Le monde divin des époques archaïque et classique est organisé autour de panthéons ayant manifestement une logique d'organisation propre. Au niveau panhellénique les poèmes d'Homère et d'Hésiode fournissent le socle du modèle traditionnel, et on distingue progressivement un groupe de douze divinités « olympiennes », qui se retrouvent dans tous les endroits du monde grec, et sont pour beaucoup sont déjà mentionnées dans les textes mycéniens. Mais l'importance du contexte local fait que chaque cité a son propre panthéon, reposant souvent sur les grands dieux panhelléniques, et comprenant aussi des divinités qui n'apparaissent pas dans les poèmes. Le fait que chaque grand dieu ait différents aspects, dépendant du lieu ou de la fonction, implique une diversité non négligeable permise par la possibilité de configurer de bien des manières le monde divin. Les cultes des nymphes, des héros et héroïnes sont également révélateurs de l'importance des cultes locaux[100].

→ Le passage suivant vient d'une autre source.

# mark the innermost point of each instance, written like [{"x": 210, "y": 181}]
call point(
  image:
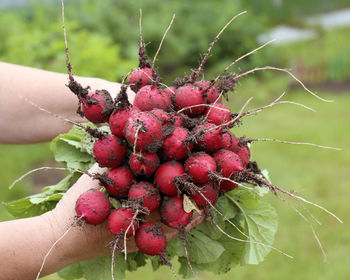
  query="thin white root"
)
[
  {"x": 205, "y": 58},
  {"x": 55, "y": 243},
  {"x": 161, "y": 42},
  {"x": 249, "y": 240},
  {"x": 126, "y": 232},
  {"x": 294, "y": 143},
  {"x": 286, "y": 71},
  {"x": 35, "y": 170}
]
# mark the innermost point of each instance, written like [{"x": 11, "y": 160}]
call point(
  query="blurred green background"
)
[{"x": 103, "y": 40}]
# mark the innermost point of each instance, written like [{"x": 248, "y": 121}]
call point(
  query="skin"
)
[{"x": 25, "y": 242}]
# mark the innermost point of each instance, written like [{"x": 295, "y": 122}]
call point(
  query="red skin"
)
[
  {"x": 94, "y": 206},
  {"x": 150, "y": 239},
  {"x": 118, "y": 120},
  {"x": 211, "y": 140},
  {"x": 229, "y": 141},
  {"x": 186, "y": 96},
  {"x": 172, "y": 213},
  {"x": 212, "y": 94},
  {"x": 218, "y": 114},
  {"x": 122, "y": 179},
  {"x": 170, "y": 91},
  {"x": 174, "y": 146},
  {"x": 228, "y": 163},
  {"x": 149, "y": 97},
  {"x": 176, "y": 120},
  {"x": 165, "y": 175},
  {"x": 140, "y": 77},
  {"x": 146, "y": 194},
  {"x": 162, "y": 115},
  {"x": 209, "y": 192},
  {"x": 109, "y": 151},
  {"x": 150, "y": 136},
  {"x": 96, "y": 111},
  {"x": 145, "y": 165},
  {"x": 119, "y": 221},
  {"x": 243, "y": 152},
  {"x": 198, "y": 166}
]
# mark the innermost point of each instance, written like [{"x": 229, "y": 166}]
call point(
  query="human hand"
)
[{"x": 91, "y": 241}]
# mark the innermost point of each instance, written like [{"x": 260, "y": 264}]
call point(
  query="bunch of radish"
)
[{"x": 171, "y": 148}]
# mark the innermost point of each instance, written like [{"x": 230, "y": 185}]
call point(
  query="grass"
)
[{"x": 317, "y": 174}]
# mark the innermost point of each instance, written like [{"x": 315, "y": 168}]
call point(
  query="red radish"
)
[
  {"x": 162, "y": 115},
  {"x": 208, "y": 191},
  {"x": 209, "y": 139},
  {"x": 176, "y": 120},
  {"x": 170, "y": 91},
  {"x": 119, "y": 221},
  {"x": 109, "y": 151},
  {"x": 147, "y": 129},
  {"x": 172, "y": 213},
  {"x": 218, "y": 114},
  {"x": 165, "y": 174},
  {"x": 150, "y": 239},
  {"x": 140, "y": 77},
  {"x": 149, "y": 97},
  {"x": 243, "y": 152},
  {"x": 199, "y": 166},
  {"x": 118, "y": 119},
  {"x": 94, "y": 206},
  {"x": 228, "y": 163},
  {"x": 122, "y": 179},
  {"x": 210, "y": 95},
  {"x": 175, "y": 145},
  {"x": 97, "y": 106},
  {"x": 145, "y": 194},
  {"x": 145, "y": 164},
  {"x": 229, "y": 141},
  {"x": 187, "y": 96}
]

Parmi les évolutions perceptibles durant ces siècles, pour l'époque classique se repère l'essor des cultes à mystères, notamment ceux d'Éleusis, des cultes dionysiaques (« bacchiques ») et orphiques. Le monde grec accueille des divinités venues de l'extérieur telles que la phrygienne Cybèle, le syrien Adonis, la thrace Bendis. Les évolutions se font aussi à l'intérieur du monde grec, Athènes accueillant ainsi le culte du dieu arcadien Pan. Ces nouveaux cultes présenteraient la particularité de mettre en avant une seule divinité, avec laquelle un individu a un rapport plus direct[101]. Les causes derrières ces évolutions sont débattues : dans le contexte athénien, on a souvent voulu les relier aux conséquences de la guerre du Péloponnèse sur l'univers mental, le conflit créant une « crise » puisqu'il aurait affaibli la cohésion du corps social et entraîné la défiance envers les dieux patrons traditionnels. Mais même si c'était admissible cela ne vaudrait que pour ce cadre géographique[102]. Le IVe siècle av. J.-C. voit aussi le développement du culte des personnifications divines, notamment la Fortune, Tychè, mais aussi la Paix, Eiréné, la Concorde, Homonoia, etc.[103],[104]. Les philosophes (dont l'émergence peut également être reliée au cadre de la cité-État, propice aux débats d'idées) proposent de nouvelles approches du religieux, certes sans incidence sur la pratique de la majorité, mais amenées à être influentes dans les milieux des élites intellectuelles de l'Antiquité. Les penseurs Ioniens de l'époque archaïque (Thalès, Anaximandre, Anaximène) sont les premiers à tenter d'expliquer le monde par des principes naturels. Par la suite d'autres écoles développent une approche propre, comme les Pythagoriciens. Pour l'époque classique, la pensée de Platon en particulier présente de forts aspects religieux : il propose des réflexions sur l'univers et le divin, sur la religion civique, amenées à exercer une influence considérable sur les théologies postérieures[105].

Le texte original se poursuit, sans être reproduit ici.